Pakistan are a lowly ninth in the ODI table, in danger of failing to qualify automatically for the 2019 World Cup in England. © Getty Images

Pakistan are a lowly ninth in the ODI table, in danger of failing to qualify automatically for the 2019 World Cup in England. © Getty Images

Azhar Mahmood, the Pakistan bowling coach, has urged his side to follow England’s example as they look to stage a One-Day International revival of their own.

Pakistan head into Sunday’s final ODI in Cardiff 4-0 down in the five-match series and with just a lone Twenty20 International in Manchester on Wednesday to follow before they leave for home.

Pakistan drew the preceding four-Test series with England 2-2 to rise to No. 1 in the world Test rankings. By contrast, they are a lowly ninth in the ODI table, in danger of failing to qualify automatically for the 2019 World Cup in England.

Mahmood, a veteran of several seasons in English county cricket, hoped the players learn quickly from the recent reversals. “It’s been a disappointing time for us,” said Mahmood on Saturday (September 3). “The way we bowled at Nottingham (when England scored 444 for 3) wasn’t good enough. We are going to make mistakes. As long as we learn from them, we hope we can turn the tables around.”

That is what England have done following their embarrassing first-round exit at last year’s 50-over World Cup in Australia and New Zealand.

“Where England were 18 months ago, they changed the mentality, and we have to do the same thing,” said Mahmood. “Mindset, a little bit more aggression, a bit more positive cricket, intent. We need to change this mentality and thinking. Moving forward, we’ve got young players who can change things around but it will take time.”

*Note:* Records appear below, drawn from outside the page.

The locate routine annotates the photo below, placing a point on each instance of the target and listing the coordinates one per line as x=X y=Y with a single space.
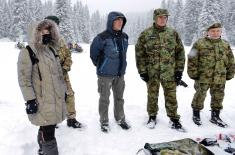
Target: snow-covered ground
x=18 y=135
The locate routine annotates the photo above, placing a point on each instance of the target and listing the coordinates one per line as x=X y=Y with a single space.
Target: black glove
x=195 y=78
x=227 y=78
x=144 y=76
x=31 y=106
x=178 y=76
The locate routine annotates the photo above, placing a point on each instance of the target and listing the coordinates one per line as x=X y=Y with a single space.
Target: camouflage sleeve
x=192 y=68
x=65 y=56
x=180 y=54
x=140 y=54
x=231 y=64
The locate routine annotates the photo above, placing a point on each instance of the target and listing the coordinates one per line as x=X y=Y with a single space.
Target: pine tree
x=179 y=18
x=96 y=24
x=192 y=11
x=76 y=20
x=63 y=11
x=230 y=22
x=85 y=25
x=212 y=12
x=19 y=25
x=48 y=8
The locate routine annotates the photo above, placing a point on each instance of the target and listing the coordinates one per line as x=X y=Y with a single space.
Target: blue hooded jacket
x=108 y=49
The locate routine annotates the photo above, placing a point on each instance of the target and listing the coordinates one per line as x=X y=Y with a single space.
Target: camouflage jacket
x=159 y=53
x=65 y=56
x=211 y=61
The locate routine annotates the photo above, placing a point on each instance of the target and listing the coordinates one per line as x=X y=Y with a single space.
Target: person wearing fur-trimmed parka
x=42 y=83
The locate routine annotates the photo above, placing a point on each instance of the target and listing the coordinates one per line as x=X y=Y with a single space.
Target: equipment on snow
x=183 y=146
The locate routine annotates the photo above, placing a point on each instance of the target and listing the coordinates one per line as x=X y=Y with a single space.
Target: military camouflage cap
x=215 y=25
x=160 y=12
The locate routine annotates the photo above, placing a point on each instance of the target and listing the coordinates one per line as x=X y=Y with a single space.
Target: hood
x=34 y=33
x=113 y=16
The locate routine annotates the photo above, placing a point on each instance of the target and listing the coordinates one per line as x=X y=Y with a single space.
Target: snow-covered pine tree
x=76 y=20
x=63 y=11
x=48 y=9
x=212 y=11
x=179 y=18
x=19 y=25
x=96 y=24
x=230 y=22
x=85 y=25
x=192 y=11
x=5 y=19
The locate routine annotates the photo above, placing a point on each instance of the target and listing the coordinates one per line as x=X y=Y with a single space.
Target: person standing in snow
x=160 y=59
x=66 y=63
x=108 y=54
x=210 y=64
x=42 y=83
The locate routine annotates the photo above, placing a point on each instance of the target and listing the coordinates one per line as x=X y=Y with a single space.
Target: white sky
x=104 y=6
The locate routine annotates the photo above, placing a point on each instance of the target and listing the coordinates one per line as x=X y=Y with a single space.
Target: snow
x=18 y=135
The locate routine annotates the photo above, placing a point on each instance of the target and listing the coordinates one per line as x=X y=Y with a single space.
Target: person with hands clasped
x=40 y=77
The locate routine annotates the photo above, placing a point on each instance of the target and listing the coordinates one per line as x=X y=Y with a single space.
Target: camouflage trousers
x=104 y=85
x=70 y=100
x=217 y=95
x=169 y=89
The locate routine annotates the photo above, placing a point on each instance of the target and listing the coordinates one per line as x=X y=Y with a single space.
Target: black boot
x=74 y=123
x=50 y=147
x=196 y=117
x=151 y=122
x=123 y=124
x=105 y=127
x=175 y=124
x=215 y=119
x=39 y=139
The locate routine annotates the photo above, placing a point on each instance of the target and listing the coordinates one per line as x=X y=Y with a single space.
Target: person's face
x=161 y=20
x=117 y=24
x=45 y=31
x=214 y=33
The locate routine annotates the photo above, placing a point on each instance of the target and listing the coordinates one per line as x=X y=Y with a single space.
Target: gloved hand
x=228 y=78
x=195 y=78
x=31 y=106
x=144 y=76
x=178 y=76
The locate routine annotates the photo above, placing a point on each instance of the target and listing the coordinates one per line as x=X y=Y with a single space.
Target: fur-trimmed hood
x=34 y=33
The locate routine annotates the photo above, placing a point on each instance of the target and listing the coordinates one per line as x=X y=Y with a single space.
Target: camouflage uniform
x=66 y=62
x=210 y=64
x=159 y=54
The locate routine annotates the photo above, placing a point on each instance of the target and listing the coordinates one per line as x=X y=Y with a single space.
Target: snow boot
x=105 y=128
x=74 y=123
x=196 y=117
x=215 y=119
x=175 y=124
x=123 y=124
x=151 y=122
x=40 y=152
x=39 y=139
x=50 y=147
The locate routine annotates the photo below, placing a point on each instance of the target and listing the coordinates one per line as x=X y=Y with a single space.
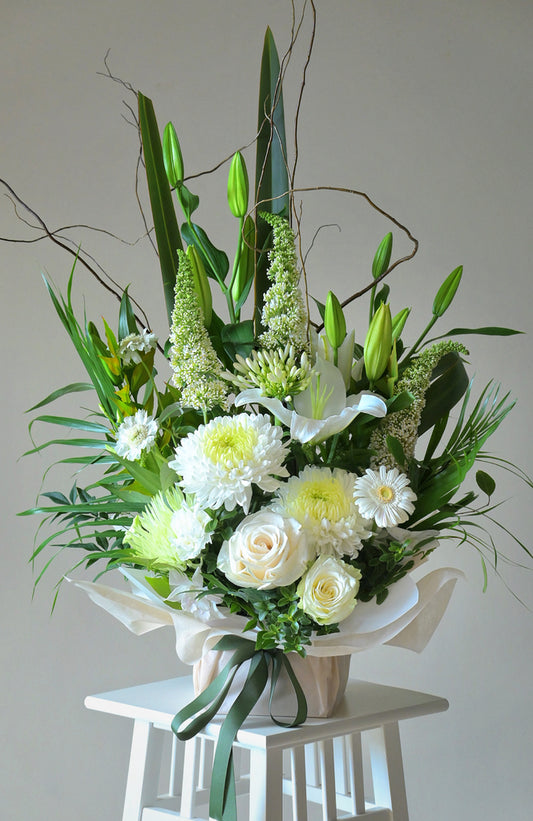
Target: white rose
x=267 y=550
x=327 y=591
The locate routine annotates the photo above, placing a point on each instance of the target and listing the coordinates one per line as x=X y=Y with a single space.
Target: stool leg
x=355 y=767
x=266 y=777
x=387 y=770
x=327 y=778
x=298 y=778
x=143 y=772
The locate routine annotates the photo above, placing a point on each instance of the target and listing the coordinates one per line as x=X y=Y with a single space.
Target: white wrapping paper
x=408 y=617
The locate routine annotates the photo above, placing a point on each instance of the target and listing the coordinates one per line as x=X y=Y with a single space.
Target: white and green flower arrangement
x=268 y=473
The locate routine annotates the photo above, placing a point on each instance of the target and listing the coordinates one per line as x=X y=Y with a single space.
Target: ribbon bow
x=192 y=718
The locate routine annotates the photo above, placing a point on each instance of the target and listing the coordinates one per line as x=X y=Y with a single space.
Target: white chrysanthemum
x=189 y=536
x=385 y=496
x=220 y=461
x=322 y=500
x=133 y=345
x=153 y=536
x=135 y=434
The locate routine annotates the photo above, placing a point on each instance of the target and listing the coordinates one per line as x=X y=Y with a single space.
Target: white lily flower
x=322 y=409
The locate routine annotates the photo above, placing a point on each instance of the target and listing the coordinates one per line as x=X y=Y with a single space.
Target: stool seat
x=318 y=770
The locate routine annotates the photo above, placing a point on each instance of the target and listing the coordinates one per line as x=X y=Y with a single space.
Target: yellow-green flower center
x=385 y=493
x=230 y=444
x=320 y=499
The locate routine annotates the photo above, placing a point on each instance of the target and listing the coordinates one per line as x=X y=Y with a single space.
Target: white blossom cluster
x=403 y=425
x=197 y=369
x=284 y=315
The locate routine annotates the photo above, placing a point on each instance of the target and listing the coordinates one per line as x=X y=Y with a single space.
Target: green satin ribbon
x=192 y=718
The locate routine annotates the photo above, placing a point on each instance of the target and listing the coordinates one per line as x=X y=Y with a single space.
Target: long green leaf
x=74 y=387
x=487 y=331
x=75 y=443
x=68 y=422
x=444 y=392
x=165 y=223
x=271 y=175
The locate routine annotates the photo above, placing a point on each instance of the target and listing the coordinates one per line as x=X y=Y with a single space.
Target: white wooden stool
x=320 y=770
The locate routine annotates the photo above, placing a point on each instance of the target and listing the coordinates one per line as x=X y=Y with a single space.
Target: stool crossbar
x=345 y=768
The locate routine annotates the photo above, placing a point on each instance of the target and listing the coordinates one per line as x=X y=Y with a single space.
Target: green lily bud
x=382 y=256
x=238 y=187
x=446 y=292
x=201 y=284
x=378 y=343
x=172 y=157
x=398 y=323
x=334 y=321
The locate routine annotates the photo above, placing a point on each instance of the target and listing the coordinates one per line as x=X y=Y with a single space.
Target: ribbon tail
x=222 y=799
x=279 y=660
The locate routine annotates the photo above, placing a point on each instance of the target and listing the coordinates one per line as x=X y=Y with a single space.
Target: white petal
x=368 y=403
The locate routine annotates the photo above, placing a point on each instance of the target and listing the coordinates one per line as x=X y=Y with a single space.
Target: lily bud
x=398 y=323
x=334 y=321
x=378 y=343
x=447 y=291
x=382 y=256
x=238 y=187
x=172 y=157
x=201 y=284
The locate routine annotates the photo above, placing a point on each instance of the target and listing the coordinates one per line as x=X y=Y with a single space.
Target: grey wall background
x=425 y=104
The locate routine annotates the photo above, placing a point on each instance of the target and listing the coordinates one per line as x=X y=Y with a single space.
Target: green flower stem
x=423 y=335
x=371 y=308
x=236 y=262
x=225 y=290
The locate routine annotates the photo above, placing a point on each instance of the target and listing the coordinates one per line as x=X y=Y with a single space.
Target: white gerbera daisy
x=135 y=434
x=322 y=500
x=220 y=461
x=385 y=496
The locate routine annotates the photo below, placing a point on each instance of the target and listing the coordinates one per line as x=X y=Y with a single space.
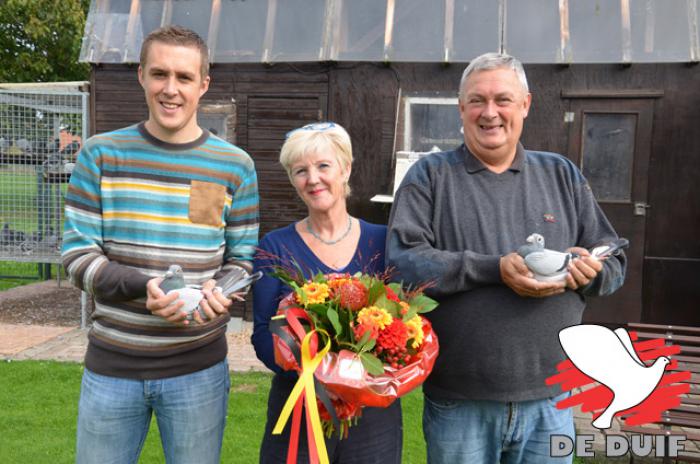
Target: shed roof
x=535 y=31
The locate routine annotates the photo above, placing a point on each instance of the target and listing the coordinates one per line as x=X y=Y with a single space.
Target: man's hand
x=164 y=305
x=518 y=277
x=214 y=303
x=582 y=270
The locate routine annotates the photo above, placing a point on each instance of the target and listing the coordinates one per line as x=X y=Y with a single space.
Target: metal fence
x=42 y=127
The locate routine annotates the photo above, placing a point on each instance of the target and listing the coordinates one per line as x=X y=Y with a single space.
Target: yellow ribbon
x=305 y=385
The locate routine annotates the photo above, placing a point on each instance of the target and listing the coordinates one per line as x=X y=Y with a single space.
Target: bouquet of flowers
x=355 y=341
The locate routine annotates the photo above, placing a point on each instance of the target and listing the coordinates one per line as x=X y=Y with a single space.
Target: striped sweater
x=136 y=205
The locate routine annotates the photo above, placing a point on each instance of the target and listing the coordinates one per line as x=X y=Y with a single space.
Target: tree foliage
x=40 y=40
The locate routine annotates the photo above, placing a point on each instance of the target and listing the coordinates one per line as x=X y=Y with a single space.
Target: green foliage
x=40 y=40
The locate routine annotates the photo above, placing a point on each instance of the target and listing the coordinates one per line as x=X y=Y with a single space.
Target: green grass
x=39 y=406
x=39 y=402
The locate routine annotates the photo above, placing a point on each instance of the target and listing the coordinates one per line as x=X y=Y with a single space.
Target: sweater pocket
x=207 y=203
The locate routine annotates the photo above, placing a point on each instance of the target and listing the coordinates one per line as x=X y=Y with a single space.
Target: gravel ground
x=41 y=303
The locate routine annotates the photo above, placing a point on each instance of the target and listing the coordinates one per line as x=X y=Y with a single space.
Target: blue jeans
x=489 y=432
x=114 y=415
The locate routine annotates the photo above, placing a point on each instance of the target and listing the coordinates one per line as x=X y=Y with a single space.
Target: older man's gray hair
x=489 y=61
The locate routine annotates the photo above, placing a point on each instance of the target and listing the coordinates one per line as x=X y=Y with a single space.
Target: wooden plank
x=213 y=34
x=269 y=30
x=448 y=38
x=565 y=55
x=130 y=42
x=389 y=28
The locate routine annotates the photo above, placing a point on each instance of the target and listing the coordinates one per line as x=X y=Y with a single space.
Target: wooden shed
x=615 y=86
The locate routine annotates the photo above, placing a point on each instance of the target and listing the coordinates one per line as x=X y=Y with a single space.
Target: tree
x=40 y=40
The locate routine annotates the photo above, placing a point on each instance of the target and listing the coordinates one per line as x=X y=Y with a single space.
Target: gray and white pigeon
x=235 y=280
x=174 y=280
x=546 y=265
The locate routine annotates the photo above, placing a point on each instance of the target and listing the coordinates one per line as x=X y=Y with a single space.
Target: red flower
x=393 y=337
x=352 y=295
x=360 y=330
x=390 y=295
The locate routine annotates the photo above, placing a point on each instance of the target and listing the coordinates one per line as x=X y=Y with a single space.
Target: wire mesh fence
x=42 y=128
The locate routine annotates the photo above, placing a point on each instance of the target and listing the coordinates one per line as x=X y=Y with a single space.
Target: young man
x=142 y=198
x=456 y=220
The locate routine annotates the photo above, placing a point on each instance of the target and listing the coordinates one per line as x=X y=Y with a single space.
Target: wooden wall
x=362 y=97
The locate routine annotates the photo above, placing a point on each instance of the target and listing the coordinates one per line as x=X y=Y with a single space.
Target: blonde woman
x=318 y=160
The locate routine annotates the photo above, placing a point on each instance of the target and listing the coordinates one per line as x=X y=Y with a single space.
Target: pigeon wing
x=547 y=262
x=627 y=343
x=598 y=352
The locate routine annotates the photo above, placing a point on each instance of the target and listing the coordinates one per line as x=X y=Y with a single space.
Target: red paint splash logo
x=595 y=397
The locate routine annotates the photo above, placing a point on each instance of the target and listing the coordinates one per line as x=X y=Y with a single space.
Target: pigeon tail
x=604 y=421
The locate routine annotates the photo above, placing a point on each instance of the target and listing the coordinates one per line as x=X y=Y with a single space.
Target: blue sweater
x=285 y=245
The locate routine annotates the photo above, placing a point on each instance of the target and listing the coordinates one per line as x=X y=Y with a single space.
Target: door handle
x=640 y=208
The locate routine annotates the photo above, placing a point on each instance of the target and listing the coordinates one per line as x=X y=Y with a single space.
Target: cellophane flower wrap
x=381 y=347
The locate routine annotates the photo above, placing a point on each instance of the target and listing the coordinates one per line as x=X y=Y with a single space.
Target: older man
x=457 y=219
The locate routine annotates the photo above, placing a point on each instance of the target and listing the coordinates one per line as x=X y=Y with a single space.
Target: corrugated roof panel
x=535 y=31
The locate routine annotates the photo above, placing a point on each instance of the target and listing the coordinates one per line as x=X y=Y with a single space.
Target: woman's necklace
x=329 y=242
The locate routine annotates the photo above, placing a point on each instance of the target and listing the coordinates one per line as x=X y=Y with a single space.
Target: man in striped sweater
x=141 y=198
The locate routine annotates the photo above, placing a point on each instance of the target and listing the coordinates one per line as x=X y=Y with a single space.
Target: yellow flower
x=335 y=283
x=415 y=331
x=374 y=315
x=315 y=293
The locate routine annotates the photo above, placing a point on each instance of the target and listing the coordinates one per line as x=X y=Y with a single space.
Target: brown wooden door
x=610 y=141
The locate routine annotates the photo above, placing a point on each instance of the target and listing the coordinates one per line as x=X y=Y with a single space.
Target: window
x=431 y=123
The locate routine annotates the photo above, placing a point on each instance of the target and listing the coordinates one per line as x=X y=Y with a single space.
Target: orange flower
x=374 y=315
x=415 y=331
x=337 y=282
x=314 y=293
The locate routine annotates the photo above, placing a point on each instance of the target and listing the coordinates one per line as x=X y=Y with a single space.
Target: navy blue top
x=281 y=247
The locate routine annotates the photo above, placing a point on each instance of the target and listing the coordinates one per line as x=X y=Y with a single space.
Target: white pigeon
x=608 y=357
x=174 y=281
x=235 y=280
x=546 y=265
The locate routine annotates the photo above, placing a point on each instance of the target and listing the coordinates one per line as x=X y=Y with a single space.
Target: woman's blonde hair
x=315 y=138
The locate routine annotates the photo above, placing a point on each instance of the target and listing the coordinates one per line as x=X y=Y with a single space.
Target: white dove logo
x=608 y=357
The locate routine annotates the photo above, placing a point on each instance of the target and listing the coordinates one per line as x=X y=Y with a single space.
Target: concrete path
x=68 y=344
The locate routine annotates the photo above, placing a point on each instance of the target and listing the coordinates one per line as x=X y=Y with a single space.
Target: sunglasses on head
x=314 y=126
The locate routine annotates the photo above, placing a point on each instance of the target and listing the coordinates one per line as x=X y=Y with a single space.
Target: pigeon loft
x=683 y=419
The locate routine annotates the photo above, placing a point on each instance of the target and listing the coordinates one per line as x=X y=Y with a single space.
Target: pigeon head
x=536 y=239
x=173 y=279
x=534 y=243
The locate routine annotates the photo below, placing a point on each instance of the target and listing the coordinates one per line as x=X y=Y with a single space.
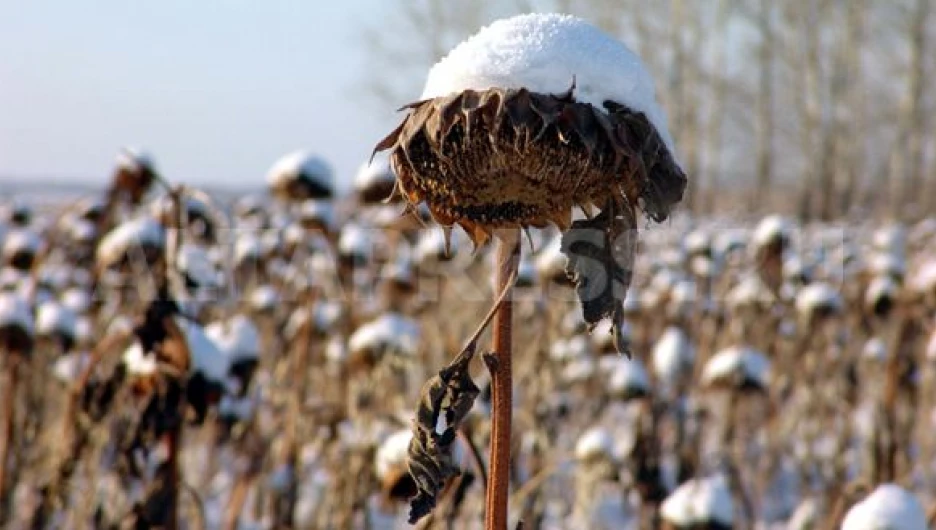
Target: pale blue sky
x=216 y=90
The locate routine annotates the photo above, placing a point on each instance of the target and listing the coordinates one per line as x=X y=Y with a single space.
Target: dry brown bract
x=506 y=158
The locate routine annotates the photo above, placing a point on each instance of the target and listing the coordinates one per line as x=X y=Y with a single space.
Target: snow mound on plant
x=544 y=53
x=390 y=330
x=14 y=311
x=300 y=164
x=140 y=231
x=237 y=337
x=134 y=159
x=699 y=501
x=888 y=506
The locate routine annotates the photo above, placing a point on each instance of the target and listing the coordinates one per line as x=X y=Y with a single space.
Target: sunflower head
x=512 y=158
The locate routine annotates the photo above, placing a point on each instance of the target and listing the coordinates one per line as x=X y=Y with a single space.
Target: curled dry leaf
x=600 y=254
x=445 y=401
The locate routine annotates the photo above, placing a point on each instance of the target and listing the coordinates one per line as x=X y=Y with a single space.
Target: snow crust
x=53 y=317
x=237 y=337
x=17 y=241
x=627 y=375
x=374 y=172
x=593 y=443
x=888 y=506
x=14 y=311
x=135 y=159
x=816 y=295
x=673 y=354
x=140 y=231
x=544 y=53
x=300 y=164
x=739 y=360
x=771 y=228
x=699 y=501
x=390 y=330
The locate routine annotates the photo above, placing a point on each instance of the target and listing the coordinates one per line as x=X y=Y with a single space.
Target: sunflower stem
x=6 y=430
x=508 y=258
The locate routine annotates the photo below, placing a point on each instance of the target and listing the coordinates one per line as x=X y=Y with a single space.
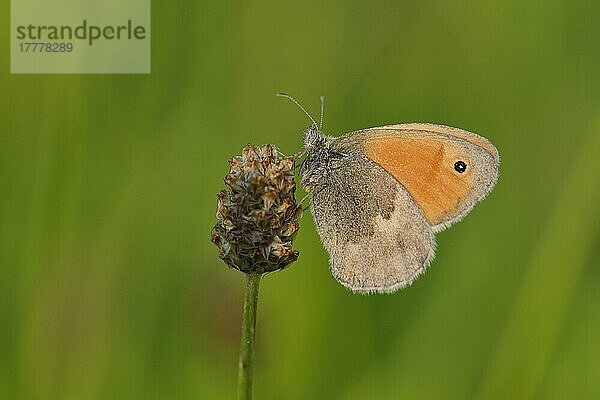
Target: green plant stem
x=247 y=343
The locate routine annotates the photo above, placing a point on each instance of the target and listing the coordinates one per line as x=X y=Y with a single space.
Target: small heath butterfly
x=379 y=195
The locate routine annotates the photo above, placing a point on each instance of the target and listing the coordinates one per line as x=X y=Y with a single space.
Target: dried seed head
x=257 y=214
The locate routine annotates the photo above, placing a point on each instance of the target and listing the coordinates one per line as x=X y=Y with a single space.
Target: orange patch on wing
x=424 y=165
x=450 y=131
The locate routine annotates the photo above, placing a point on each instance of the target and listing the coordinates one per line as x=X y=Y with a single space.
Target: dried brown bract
x=257 y=214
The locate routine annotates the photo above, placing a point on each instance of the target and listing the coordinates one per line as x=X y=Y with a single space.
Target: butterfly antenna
x=298 y=104
x=322 y=112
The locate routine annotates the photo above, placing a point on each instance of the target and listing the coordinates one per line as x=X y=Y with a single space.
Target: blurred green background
x=111 y=289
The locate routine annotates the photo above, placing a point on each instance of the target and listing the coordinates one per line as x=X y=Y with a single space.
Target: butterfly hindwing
x=378 y=239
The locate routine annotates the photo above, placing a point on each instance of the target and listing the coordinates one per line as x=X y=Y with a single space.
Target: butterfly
x=379 y=196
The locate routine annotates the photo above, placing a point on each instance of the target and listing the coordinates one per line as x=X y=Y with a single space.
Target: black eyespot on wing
x=460 y=166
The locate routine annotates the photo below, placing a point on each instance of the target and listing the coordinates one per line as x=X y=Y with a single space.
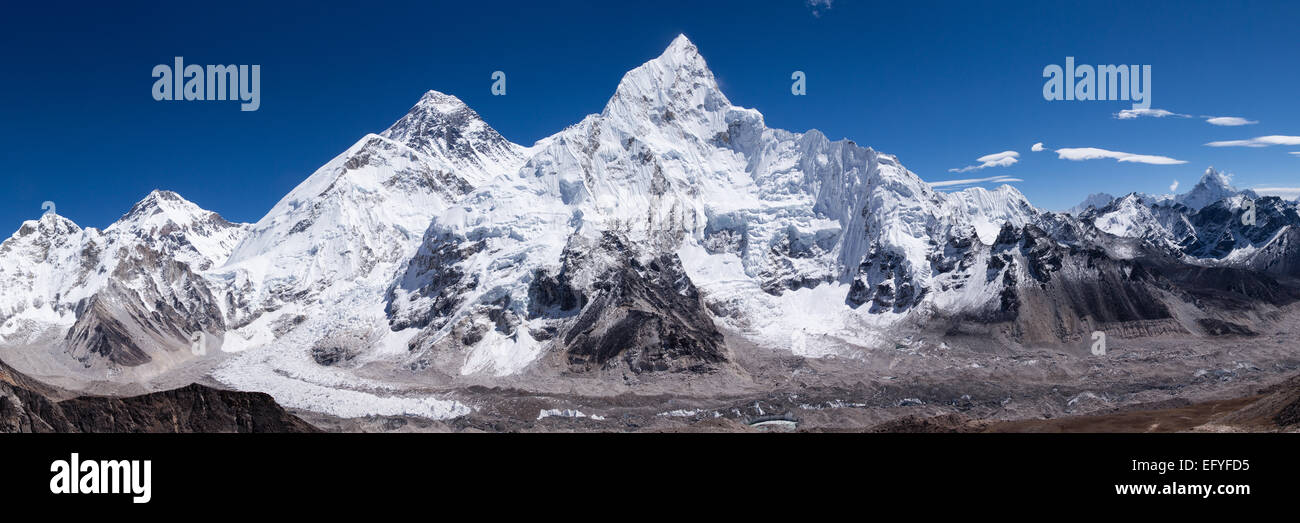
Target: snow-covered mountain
x=658 y=237
x=129 y=295
x=1205 y=225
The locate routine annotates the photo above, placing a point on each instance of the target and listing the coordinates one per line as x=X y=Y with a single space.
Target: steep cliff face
x=29 y=406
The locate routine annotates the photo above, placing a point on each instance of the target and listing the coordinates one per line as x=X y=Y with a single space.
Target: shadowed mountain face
x=29 y=406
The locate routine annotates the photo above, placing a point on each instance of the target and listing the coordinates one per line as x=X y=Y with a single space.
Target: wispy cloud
x=1229 y=121
x=819 y=7
x=1285 y=193
x=953 y=184
x=1099 y=154
x=1153 y=113
x=997 y=159
x=1259 y=142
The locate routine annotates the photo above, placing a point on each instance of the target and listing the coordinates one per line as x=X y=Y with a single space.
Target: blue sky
x=937 y=83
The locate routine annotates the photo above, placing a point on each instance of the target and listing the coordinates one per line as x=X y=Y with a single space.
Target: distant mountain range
x=658 y=237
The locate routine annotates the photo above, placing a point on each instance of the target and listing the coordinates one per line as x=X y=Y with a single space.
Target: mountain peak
x=160 y=201
x=1214 y=178
x=1213 y=186
x=445 y=128
x=676 y=85
x=442 y=102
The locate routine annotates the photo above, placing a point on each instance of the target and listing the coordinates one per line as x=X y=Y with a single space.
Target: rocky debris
x=645 y=316
x=26 y=406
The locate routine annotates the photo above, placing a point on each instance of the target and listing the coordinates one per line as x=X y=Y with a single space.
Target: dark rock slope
x=29 y=406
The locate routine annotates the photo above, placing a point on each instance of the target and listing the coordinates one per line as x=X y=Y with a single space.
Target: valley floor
x=1153 y=384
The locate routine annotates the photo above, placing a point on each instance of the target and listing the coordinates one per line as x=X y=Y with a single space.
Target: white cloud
x=1097 y=154
x=1285 y=193
x=1230 y=121
x=1155 y=113
x=819 y=7
x=973 y=181
x=1259 y=142
x=997 y=159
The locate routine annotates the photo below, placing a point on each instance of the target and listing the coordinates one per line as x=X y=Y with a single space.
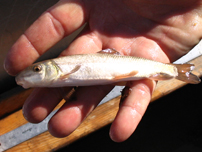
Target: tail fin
x=184 y=73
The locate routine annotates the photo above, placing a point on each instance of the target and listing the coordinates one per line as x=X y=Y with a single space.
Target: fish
x=104 y=67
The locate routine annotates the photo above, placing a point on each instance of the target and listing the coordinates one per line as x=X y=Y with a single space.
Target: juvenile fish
x=104 y=67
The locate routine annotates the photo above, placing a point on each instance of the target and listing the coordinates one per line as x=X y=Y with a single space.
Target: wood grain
x=100 y=117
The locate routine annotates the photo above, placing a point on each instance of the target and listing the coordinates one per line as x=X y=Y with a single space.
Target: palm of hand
x=159 y=31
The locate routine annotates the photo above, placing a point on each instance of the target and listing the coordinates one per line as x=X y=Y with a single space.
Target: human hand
x=157 y=30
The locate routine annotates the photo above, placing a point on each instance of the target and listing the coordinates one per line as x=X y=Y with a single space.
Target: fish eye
x=37 y=68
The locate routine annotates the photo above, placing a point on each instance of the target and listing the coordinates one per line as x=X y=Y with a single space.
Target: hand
x=159 y=30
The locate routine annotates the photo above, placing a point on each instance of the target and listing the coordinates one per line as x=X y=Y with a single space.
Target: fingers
x=41 y=102
x=132 y=110
x=60 y=20
x=74 y=111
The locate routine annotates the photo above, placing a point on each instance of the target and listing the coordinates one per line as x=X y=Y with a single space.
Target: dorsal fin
x=66 y=76
x=109 y=51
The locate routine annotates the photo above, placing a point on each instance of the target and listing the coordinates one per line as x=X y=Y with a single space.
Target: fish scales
x=99 y=69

Mahmood said the transformation in England’s ODI form started when Paul Farbrace, the current assistant coach, took temporary charge following the sacking of Peter Moores after the World Cup. “When Mooresy left and Farby took over, that’s the time they thought, ‘we’ve got not nothing to lose, we just need to express ourselves on the field’,” pointed out Mahmood.

One of the players who has been emblematic of England’s new style of ODI cricket is Jason Roy, who Mahmood played with during his Surrey days. Mahmood’s last appearance for the London-based county was a Twenty20 game against Kent at The Oval this July, when Roy struck 120 not out in 62 balls in a 37-run win.

“They (England) have got players like Jason Roy – he can change the game in no time – (Eoin) Morgan himself, Jos Buttler,” said Mahmood. “They’ve got a good unit of young players who understand the game and can play big shots and rotate the strike really well.

“Where we are lacking as a batting unit we are not rotating the strike and we don’t have the guys who can clear the ropes. We need to find those guys very quickly if we want to improve in one-day cricket.”

As for the stark contrast in Pakistan’s Test and 50-over form, Mahmood said, “We’ve got a lot of new faces in the one-day side. If you see why we are No. 1 in Test match cricket, we’ve got players who have been playing for the last five years so it’s a consistency we need to give our one-day guys too.”